There are some animals that people -- and not necessarily just animal rights activists (I have some activist friends who want to ban zoos, which I don't agree with at all!) -- have started to agree should not be kept in captivity, at all, and that having any kind of captive trade for them will sustain a demand for their being taken from the wild, even if it's on the black market (e.g. it's illegal to take the animal from the wild but it's legal in another place to keep it as a pet). This can threaten the wild species, especially since it's very very hard to breed them for a pet trade, as some animals will refuse to mate or breed in captivity.

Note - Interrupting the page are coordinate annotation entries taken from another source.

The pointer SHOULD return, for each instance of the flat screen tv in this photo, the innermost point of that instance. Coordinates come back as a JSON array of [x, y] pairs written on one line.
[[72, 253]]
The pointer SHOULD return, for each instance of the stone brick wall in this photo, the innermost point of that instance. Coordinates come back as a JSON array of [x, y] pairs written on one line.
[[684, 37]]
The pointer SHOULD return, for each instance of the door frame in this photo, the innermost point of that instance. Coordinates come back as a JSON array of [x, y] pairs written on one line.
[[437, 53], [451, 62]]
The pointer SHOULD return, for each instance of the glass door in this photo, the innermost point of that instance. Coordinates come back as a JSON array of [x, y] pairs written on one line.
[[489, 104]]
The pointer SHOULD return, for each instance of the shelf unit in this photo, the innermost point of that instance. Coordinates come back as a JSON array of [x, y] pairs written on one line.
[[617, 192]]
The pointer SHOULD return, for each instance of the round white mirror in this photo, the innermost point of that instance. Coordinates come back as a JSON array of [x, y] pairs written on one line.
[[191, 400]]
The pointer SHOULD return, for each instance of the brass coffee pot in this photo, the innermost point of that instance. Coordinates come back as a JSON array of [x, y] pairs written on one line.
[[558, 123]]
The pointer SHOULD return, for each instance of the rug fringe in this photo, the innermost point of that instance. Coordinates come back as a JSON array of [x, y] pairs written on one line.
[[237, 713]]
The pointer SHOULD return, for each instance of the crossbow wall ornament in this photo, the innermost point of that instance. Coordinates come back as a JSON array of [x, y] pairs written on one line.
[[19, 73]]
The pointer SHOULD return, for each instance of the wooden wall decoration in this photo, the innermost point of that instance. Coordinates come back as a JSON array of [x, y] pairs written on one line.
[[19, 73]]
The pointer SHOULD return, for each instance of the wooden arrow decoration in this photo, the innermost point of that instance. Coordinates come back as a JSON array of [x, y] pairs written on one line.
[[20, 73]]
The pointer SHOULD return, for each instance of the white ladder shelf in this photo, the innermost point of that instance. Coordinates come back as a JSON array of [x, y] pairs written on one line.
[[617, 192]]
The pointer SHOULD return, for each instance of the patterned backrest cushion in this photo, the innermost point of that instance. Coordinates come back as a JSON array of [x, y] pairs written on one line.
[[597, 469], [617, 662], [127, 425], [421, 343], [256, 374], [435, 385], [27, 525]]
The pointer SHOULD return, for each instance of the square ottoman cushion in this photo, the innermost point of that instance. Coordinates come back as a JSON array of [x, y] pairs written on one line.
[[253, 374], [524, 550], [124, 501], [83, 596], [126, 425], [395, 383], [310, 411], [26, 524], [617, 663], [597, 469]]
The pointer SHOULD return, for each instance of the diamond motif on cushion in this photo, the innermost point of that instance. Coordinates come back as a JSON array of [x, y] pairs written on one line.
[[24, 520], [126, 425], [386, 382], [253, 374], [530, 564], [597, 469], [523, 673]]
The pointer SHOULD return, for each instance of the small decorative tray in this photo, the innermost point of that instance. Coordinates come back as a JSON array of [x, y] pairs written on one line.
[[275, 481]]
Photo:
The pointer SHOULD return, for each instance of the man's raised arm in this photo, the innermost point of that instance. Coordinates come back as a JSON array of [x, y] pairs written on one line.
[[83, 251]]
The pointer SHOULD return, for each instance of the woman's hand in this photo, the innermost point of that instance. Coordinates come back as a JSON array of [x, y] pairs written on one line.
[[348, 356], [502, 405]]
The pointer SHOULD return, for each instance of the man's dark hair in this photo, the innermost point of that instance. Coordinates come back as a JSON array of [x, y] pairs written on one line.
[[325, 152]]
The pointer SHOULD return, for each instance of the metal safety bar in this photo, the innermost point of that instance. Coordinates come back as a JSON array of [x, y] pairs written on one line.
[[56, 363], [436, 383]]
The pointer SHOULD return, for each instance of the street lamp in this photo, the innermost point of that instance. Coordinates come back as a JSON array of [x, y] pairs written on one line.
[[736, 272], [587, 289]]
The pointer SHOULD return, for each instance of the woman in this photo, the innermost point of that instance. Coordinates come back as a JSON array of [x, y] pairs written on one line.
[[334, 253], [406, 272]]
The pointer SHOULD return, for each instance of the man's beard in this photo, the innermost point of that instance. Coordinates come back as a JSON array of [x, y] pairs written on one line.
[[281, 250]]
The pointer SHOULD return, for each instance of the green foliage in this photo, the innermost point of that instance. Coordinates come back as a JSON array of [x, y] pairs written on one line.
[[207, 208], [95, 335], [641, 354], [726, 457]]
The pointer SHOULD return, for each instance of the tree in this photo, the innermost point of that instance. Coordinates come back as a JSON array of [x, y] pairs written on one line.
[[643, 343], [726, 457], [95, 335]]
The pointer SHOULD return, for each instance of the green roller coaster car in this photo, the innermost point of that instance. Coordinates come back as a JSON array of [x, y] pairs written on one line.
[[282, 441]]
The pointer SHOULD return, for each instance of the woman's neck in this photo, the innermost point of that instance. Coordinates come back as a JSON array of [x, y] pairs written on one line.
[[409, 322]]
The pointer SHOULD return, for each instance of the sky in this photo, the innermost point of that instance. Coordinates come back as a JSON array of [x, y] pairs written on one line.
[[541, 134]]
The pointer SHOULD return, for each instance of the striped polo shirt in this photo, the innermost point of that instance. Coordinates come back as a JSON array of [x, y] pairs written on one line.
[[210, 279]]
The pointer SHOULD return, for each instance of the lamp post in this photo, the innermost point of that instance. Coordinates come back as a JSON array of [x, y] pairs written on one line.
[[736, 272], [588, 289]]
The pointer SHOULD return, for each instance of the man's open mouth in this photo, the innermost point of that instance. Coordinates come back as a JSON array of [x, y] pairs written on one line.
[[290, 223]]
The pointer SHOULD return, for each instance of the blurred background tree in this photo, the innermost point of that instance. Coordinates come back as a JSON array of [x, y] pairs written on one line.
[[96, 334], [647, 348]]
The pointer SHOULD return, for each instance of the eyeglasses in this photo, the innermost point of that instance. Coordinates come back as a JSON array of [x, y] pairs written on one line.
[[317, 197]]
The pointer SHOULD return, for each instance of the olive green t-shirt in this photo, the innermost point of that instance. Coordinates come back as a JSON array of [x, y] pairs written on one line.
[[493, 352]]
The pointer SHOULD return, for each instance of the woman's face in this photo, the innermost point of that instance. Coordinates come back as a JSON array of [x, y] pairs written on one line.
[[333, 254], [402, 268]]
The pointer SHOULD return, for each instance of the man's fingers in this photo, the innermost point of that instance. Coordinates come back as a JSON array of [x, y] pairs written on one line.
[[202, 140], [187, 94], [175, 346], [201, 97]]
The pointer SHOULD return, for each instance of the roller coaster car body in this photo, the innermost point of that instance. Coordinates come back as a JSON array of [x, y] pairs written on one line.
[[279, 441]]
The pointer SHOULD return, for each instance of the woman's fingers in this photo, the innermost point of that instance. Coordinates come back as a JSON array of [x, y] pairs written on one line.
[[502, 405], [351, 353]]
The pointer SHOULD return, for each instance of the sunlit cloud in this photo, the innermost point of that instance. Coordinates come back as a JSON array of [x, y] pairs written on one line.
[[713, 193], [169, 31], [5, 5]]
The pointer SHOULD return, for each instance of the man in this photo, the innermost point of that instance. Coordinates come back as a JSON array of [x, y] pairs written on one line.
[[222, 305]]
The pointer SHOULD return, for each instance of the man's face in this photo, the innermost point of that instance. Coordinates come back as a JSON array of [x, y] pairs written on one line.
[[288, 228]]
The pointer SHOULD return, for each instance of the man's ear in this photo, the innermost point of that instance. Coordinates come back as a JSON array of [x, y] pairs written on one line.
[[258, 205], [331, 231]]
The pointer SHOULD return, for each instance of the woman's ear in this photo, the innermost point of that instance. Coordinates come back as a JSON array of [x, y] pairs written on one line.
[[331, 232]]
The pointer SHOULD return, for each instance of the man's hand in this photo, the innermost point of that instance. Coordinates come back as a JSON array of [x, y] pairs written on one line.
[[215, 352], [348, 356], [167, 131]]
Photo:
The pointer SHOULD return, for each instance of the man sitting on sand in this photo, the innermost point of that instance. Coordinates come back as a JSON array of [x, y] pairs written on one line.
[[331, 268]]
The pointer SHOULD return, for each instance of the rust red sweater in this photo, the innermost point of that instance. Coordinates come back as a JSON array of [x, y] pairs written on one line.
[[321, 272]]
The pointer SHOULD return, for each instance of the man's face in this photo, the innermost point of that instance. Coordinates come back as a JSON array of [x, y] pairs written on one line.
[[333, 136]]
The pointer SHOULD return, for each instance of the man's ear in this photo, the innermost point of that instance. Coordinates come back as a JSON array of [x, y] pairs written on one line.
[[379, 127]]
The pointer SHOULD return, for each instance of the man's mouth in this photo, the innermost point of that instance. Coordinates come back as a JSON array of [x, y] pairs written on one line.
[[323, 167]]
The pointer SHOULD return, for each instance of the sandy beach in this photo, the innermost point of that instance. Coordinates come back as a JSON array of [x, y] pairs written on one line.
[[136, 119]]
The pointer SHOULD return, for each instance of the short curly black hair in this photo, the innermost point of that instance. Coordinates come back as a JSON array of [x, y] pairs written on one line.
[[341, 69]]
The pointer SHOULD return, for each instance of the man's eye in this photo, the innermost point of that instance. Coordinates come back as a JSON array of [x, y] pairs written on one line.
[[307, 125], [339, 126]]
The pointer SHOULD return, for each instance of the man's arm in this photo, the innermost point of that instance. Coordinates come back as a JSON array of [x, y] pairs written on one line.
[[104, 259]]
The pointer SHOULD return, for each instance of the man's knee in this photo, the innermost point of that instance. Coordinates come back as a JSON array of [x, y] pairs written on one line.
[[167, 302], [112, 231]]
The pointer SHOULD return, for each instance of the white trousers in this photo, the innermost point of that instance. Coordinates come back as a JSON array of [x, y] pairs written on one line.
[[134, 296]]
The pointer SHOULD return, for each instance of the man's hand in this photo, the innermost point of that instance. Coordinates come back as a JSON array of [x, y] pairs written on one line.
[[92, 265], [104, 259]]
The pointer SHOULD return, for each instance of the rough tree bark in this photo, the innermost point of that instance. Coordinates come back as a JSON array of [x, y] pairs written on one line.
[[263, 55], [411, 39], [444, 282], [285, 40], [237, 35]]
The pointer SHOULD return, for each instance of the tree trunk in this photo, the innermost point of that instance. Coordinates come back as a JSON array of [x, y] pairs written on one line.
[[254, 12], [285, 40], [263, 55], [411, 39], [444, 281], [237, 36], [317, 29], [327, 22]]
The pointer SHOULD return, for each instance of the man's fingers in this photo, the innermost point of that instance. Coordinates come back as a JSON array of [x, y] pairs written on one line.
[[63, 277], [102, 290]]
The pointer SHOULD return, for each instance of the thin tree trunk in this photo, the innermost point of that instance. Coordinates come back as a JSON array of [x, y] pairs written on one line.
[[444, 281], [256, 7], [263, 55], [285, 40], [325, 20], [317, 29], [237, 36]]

Take chimpanzees, for example, which are currently totally unregulated as pets in West Virginia. All moral arguments aside about whether it's "right" right to keep a species that shares 98% of our DNA as a pet (I do not think it is), chimpanzees (and other primate species) in captivity start out cute and cuddly but frequently become aggressive and can also suffer from mental illness problems when kept in captivity. They can be VERY DANGEROUS, and they are smart, and they can escape and put other people at risk. Yet if there is a demand for them, there will be people tragically snatching baby chimpanzees away from their parents in the wild and selling them to people who want to keep them as pets.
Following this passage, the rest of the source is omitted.